Comment Re:Typical government efficiency... (Score 4, Insightful) 345
I've maintained legacy payroll software (Oracle RPT, predates PL/SQL) and have been marginally involved in migrating clients to the new shiny payroll system. Generally it fails where the client wants the new system to behave exactly like the old system.
The new system usually can handle the required business rules (or it's not too much work to make this happen) but all the processes around those rules are different. eg the new system needs to generate report RW200 to lineprinter 6, daily at 6PM and must be formatted just so (no one reads the first 1000 pages, but the summary page is critical to some obscure business process.)
So, the new system has to print unformatted ASCII to a serial line printer, in an obscure way, on nonstandard paper, that's hard to replicate in a modern report writer.

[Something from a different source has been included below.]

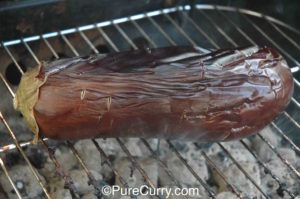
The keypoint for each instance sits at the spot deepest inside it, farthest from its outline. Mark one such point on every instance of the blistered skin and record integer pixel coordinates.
(174, 93)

Never mind the already written, laser printed, on-demand reports (or emailed, or exported to excel or whatever) have the same information - it's NOT THE SAME - our users will be confused so it MUST BE CHANGED!.

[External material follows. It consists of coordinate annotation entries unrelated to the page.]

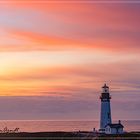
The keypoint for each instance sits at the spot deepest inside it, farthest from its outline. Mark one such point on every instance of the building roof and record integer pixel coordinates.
(115, 125)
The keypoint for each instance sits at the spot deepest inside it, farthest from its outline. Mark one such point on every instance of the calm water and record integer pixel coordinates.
(38, 126)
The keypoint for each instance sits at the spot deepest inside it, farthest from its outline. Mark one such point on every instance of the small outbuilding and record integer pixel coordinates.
(114, 128)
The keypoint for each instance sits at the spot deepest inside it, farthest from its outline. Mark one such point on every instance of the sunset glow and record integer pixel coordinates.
(69, 50)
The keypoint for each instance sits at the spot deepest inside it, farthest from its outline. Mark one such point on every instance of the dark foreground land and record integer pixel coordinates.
(68, 136)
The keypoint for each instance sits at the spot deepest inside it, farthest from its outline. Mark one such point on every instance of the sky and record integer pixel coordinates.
(56, 55)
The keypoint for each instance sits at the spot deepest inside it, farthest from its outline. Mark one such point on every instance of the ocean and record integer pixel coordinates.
(43, 126)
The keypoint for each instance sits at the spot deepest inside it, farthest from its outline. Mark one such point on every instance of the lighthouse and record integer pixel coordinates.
(105, 116)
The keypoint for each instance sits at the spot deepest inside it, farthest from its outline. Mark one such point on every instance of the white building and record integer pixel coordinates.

Rinse and repeat for basically everything else in your system and you've heavily modified your new system to behave just like your old payroll system (and killed any performance improvements, worked out all the bugs etc again). because it's so heavily modified you're basically on a unique version of the new system that only certain programmers really understand. Ant they're going to retire / leave because the project was so shit to work on.
Add the usual government oversight/waste and you've blown a billion dollars. (that's impressive though, I have to say.)